А значит, к черту все это дерьмо. Пусть у меня совсем не осталось сил, я буду двигаться дальше. Я не готова отказываться от своего настоящего в попытках сохранить какую-то прошлую себя. И если ради того, чтобы посмотреть правде в глаза и принять ее, мне необходимо принять и себя, то это в любом случае лучше анабиоза.
Я резким движением открываю дверь своей комнаты. Воздух коридора кажется на несколько градусов холоднее и словно легче – это какая же духота царит в моей берлоге.

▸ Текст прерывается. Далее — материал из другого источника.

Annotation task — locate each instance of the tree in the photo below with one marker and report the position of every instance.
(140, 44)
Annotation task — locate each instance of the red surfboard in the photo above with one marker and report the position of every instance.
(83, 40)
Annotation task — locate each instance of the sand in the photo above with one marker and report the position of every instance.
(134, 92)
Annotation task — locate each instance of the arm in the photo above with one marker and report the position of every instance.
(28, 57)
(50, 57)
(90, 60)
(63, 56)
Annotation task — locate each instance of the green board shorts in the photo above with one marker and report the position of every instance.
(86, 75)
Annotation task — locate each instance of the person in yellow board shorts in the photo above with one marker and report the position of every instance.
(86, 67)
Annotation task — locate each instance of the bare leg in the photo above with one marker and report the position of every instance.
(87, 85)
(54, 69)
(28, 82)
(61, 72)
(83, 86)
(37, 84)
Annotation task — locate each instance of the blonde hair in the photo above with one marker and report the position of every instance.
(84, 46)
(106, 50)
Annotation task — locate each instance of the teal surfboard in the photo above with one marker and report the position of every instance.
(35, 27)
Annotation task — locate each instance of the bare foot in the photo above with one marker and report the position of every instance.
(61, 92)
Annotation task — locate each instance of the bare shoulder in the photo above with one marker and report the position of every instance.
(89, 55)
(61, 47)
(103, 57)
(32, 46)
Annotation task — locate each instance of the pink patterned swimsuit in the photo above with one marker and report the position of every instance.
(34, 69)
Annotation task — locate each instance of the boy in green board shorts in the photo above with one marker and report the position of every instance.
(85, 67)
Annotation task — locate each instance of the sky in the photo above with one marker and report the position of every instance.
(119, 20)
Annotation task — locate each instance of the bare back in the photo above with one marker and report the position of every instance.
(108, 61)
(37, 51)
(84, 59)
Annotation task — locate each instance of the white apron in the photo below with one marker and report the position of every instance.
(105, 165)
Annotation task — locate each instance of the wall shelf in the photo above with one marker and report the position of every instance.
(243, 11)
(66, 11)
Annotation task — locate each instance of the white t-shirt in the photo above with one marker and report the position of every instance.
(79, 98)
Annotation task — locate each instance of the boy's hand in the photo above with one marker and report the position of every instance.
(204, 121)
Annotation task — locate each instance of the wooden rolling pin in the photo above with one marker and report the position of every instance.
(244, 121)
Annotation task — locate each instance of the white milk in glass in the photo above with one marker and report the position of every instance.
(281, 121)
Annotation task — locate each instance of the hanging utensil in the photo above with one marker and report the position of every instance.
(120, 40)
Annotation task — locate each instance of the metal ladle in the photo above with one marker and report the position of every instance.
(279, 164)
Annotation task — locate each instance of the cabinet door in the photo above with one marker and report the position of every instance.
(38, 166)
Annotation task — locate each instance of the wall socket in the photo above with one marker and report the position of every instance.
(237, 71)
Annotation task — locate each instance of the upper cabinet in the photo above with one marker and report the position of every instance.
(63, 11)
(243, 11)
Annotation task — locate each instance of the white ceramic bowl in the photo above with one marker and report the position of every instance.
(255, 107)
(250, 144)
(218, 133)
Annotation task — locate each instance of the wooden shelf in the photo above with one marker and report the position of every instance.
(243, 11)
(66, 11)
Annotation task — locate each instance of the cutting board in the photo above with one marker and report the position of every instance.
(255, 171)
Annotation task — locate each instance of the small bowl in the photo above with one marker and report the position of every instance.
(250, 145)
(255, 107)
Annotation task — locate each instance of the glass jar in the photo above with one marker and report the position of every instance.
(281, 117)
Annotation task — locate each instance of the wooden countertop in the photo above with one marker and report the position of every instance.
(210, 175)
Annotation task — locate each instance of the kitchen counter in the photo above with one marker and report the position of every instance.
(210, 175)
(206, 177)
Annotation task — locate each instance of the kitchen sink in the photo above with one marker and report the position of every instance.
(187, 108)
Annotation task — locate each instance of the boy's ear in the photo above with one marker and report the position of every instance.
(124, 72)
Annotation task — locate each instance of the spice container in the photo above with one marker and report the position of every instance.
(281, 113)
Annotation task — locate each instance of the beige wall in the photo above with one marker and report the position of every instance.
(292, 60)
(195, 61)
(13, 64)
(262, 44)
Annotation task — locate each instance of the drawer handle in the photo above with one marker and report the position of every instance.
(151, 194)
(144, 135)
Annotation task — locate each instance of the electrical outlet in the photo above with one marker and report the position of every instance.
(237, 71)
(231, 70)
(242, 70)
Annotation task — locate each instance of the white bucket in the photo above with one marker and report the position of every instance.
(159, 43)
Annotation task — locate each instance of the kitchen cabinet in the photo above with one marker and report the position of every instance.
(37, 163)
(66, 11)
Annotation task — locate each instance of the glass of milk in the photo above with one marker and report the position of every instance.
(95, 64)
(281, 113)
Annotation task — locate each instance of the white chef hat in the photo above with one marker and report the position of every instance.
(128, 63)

Но цели своих намерений я в коридоре не встречаю. В растерянности оборачиваюсь назад и нахожу взглядом электронные часы, мирно мигающие возле телевизора.
Немного за полночь. Айден, вероятно, уже в своей комнате. Что ж, это заметно усложняет дело, но переносить все на завтра я точно не буду. Мною движет невероятная усталость, и именно она трансформируется во мне в новый источник сил. Я функционирую на всех аварийных запасах и не чувствую даже своих собственных шагов – я поглощена тем, что я сделаю.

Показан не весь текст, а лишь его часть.